La casa es muy pequeña, está a medio demoler, abandonada. Me dedico a mirar el interior por una rendija intentando imaginar cómo cabían todos esos hermanos en ese espacio tan estrecho. Frente a la ventana principal hay una parra, nos refugiamos allí del sol un momento. Es como la que tenía mi abuelo en Chile, supongo que por esa razón la cuidaba con tanto recelo; era el único recuerdo de su infancia. Me pasan muchas cosas estando allí, tocando la piedra de ese techo, viendo la precariedad en la que vivió cuando niño, imaginándolo subirse solo a un barco con apenas 15 años dejando todo lo conocido atrás. Todas las incertidumbres que llevo adentro sobre él, sobre su locura, sobre la relación que tuvo con mi madre, sobre mi madre y su melancólica distancia, nada de eso logra responderse. Pienso que quizás no exista viaje ni conversación ni parientes lejanos que vayan a contestarme esa duda. O quizás sí, y debo seguir buscando.

Por ahora lo único que resuelvo es que a cada hombre y mujer en esta vida le toca enfrentar ciertos hechos con el traje y las herramientas con las que vino al mundo, tanto las heredadas de su familia como las que aprendemos por nosotros mismos.

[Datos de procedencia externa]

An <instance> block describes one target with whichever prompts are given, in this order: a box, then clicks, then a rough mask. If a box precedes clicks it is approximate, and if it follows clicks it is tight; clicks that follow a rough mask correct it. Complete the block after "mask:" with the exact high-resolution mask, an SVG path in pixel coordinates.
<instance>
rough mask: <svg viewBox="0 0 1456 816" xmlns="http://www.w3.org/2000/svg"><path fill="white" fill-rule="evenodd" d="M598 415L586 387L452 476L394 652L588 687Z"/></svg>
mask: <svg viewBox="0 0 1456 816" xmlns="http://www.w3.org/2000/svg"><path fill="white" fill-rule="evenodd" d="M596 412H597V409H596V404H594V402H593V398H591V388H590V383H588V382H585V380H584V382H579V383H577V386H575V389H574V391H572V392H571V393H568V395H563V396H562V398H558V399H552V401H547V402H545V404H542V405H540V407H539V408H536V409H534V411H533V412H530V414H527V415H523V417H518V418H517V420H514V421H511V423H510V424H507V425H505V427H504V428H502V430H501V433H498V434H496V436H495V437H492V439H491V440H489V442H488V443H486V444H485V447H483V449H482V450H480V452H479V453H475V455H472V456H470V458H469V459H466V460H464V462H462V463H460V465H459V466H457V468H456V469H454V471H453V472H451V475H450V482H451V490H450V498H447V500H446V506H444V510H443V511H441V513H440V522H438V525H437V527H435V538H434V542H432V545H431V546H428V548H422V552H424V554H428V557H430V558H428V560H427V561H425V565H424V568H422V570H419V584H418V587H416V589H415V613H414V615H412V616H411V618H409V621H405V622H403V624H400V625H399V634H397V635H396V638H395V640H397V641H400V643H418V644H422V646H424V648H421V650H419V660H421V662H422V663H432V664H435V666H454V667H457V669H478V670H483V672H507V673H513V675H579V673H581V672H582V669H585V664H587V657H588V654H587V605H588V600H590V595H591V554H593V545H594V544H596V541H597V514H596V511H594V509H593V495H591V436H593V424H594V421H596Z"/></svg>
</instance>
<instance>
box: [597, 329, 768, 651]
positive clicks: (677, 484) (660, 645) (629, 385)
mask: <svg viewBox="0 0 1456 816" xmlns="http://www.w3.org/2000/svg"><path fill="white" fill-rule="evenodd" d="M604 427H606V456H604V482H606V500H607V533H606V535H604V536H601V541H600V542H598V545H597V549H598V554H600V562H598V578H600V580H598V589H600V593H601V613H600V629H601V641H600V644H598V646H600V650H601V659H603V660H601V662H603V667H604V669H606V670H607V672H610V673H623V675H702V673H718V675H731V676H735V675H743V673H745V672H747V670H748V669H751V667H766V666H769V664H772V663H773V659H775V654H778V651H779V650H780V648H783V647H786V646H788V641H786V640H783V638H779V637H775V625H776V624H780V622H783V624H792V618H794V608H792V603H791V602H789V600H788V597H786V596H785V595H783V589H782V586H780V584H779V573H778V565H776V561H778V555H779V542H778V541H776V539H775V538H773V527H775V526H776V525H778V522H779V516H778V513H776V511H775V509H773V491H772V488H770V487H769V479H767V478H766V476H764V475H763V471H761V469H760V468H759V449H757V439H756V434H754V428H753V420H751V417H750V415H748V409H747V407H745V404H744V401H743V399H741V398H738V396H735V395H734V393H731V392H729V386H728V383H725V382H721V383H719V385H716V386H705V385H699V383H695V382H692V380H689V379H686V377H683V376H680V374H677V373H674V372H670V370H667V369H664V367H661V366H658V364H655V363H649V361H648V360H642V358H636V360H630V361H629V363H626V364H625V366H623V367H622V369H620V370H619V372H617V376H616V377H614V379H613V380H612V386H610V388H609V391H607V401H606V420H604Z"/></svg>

A mi abuelo le tocó quebrar con su historia de origen muy niño para emprender de cero una vida en otra parte, lo cual me imagino que marcó su manera de desapegarse emocionalmente y selló, de paso, el carácter de mi madre desde su infancia. A mi madre le tocó muchas veces en su vida quebrar y desapegarse de todo lo conocido para emprender un camino distinto, primero yéndose a Yugoslavia y luego al irse al exilio después del golpe. Quizás, de paso, eso también marcó nuestra propia relación. Mirándolo desde allí, ahora entiendo un poco mi distancia y miedo profundo al arraigo y a la conexión con otros, como si mi cuerpo estuviera siempre preparándose para quebrar con todo, para marcharse. Quizás como una manera de honrar la memoria del pasado, de seguir con los patrones familiares.

El viaje a Croacia no termina en esta parada, seguimos ruta con mi hermana para disfrutar de la costa y visitar más parientes. Mi propio viaje interno está aún más lejos de terminar. Quizás me pase toda la vida intentando resolver las dudas sobre esta familia. Como siempre, las palabras, los hechos, la racionalidad, no alcanzan para explicar mucho. Tendré que seguir buscando, entre la intuición y la gran imaginación que tengo para responderme las preguntas que nadie me puede contestar.